NEMATREH - Neural Machine Translation for English to Hindi in Tourism Domain

A Dissertation for the completetion of MSc in Computer Science under the supervision of Dr. Kevin Koidl

Abstract from the Disseration:

Hindi is one of the major languages of the world, which is spoken by over 700 million people around the world. In India, more than 550 million people speak Hindi, whereas the English speakers are limited to around 12%. In this modern digital age, most of the digital content that is produced in India and the rest of the World is predominately in English. This leaves a considerable amount of Indian population to be digitally neglected as there are limited digital content in their native language or the most widely used language Hindi. This results in an immense potential for the English to Hindi neural machine translation by enabling automatic translations for millions of existing digital English articles. The recent development of deep neural networks enabled machine translation to create translations that are close to human generated translations. There is an immense opportunity to explore the English to Hindi Neural Machine Translation and the domain adaptation of neural translation model by generating domain specific translations.

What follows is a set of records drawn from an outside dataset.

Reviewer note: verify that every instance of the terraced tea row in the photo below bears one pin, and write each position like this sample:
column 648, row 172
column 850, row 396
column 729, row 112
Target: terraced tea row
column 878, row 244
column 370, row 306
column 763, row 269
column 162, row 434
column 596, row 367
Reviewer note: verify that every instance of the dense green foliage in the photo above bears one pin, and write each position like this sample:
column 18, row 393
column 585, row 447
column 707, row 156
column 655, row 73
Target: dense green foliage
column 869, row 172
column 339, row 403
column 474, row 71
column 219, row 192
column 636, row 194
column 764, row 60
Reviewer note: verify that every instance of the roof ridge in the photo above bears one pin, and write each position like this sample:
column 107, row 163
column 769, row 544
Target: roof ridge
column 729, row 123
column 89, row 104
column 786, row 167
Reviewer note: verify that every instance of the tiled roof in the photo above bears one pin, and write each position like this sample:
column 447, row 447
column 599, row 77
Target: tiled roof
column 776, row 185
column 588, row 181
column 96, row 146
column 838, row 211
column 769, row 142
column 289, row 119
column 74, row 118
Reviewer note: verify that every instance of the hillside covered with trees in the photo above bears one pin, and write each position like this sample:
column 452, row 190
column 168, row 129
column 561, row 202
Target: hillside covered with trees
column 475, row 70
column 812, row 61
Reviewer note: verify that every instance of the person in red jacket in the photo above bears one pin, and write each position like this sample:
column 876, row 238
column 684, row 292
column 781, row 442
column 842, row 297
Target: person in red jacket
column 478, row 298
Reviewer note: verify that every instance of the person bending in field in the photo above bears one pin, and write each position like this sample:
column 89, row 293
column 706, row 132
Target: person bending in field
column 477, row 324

In this research, the tourism domain was chosen based on considerable lack of translated content in this domain. To overcome this shortcoming this work creates a English-Hindi Neural Machine Translation Model which generate above average translations. Furthermore, domain Specific Fine-tuning of the pre-trained model is conducted In order to extend the domain adaptability of the model. All models are tested and evaluated on domain specific data using the BLEU scores. This dissertation report presents the fundamentals of neural machine translation and draws conclusions about their domain specific adaptability.